Keep Your Paint Cool

You should never keep paint tins in a wet or hot area. You should store the containers in a dry, cool place that’s off the ground. This will keep the metal tins from rusting and ruining the paint inside. Excessive heat or direct sunlight speeds up the paint’s deterioration. Instead of putting the paint in an unheated garage, crawl space, or wet basement, try storing the paint in a cool and dry laundry room or utility closet.

Create an Air-Tight Seal

Do not let your paint oxidize! If air leaks into your tin, your paint will corrode and become unusable. If you have enough paint to keep it in its original tin, wipe away the excess paint around the rim of the opening. Then, using a rubber mallet, delicately hammer the lid back in its place, creating an air-tight seal.
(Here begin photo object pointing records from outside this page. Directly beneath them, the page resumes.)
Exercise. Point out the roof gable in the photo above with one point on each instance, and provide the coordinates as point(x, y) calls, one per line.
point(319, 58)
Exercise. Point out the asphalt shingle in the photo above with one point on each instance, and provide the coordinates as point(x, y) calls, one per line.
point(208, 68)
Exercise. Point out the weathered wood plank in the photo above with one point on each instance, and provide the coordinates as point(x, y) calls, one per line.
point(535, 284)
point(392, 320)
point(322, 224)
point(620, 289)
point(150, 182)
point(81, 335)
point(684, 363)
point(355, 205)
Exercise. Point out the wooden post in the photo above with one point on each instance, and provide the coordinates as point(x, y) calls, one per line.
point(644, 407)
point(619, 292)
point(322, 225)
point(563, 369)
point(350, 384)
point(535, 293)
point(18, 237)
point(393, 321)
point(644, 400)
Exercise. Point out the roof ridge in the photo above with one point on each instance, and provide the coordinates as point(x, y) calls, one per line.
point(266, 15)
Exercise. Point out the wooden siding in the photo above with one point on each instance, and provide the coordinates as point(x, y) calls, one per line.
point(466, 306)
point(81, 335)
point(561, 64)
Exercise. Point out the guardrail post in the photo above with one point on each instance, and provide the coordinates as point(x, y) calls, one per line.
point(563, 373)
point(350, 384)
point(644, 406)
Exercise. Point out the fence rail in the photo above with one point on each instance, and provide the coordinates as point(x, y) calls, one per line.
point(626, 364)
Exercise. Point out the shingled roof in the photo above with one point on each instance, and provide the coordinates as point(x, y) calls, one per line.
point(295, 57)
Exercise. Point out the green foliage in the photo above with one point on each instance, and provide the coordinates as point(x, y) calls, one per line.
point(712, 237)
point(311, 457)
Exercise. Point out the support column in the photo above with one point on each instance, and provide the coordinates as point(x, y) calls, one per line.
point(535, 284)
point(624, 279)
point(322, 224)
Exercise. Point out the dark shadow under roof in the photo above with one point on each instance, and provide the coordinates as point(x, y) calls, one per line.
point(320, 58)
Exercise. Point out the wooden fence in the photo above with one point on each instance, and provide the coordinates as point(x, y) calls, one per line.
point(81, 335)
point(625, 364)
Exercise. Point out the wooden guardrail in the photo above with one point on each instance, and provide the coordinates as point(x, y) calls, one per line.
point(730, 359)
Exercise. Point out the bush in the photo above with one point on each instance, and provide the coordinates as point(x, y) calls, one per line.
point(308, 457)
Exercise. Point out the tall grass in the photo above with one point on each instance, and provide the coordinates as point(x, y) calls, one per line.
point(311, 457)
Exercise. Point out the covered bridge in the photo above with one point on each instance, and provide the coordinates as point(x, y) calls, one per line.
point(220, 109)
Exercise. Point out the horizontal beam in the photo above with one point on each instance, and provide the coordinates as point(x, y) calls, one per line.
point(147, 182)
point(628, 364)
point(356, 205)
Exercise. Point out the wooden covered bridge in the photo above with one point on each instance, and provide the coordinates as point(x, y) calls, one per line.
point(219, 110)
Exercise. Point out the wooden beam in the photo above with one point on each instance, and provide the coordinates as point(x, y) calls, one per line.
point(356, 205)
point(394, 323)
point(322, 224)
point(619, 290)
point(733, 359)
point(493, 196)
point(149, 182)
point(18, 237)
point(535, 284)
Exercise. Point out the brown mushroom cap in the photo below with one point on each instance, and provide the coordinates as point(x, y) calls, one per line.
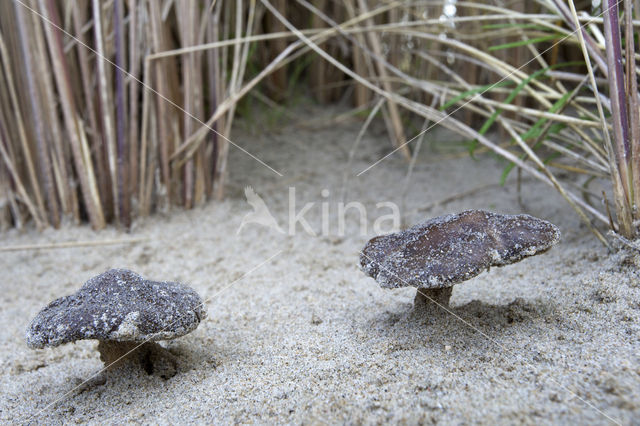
point(450, 249)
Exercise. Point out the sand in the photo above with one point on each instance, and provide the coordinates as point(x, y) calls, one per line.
point(296, 333)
Avoid hitting the center of the lid, as any dents could affect the precise fit of the lid.

Re-Use Before Buying New

Shaking an old can of paint will redistribute debris and dust, which will affect the texture of the paint. Hold the can upright, checking it see if a thick film has formed on the surface of the paint. Once you remove this film, you can gently stir the paint with a stick or spoon. If you’re unsure about the homogeneity of your paint, strain it before applying it on your walls. This will save you from the onerous task of having to scrape your freshly painted walls of rusted remains.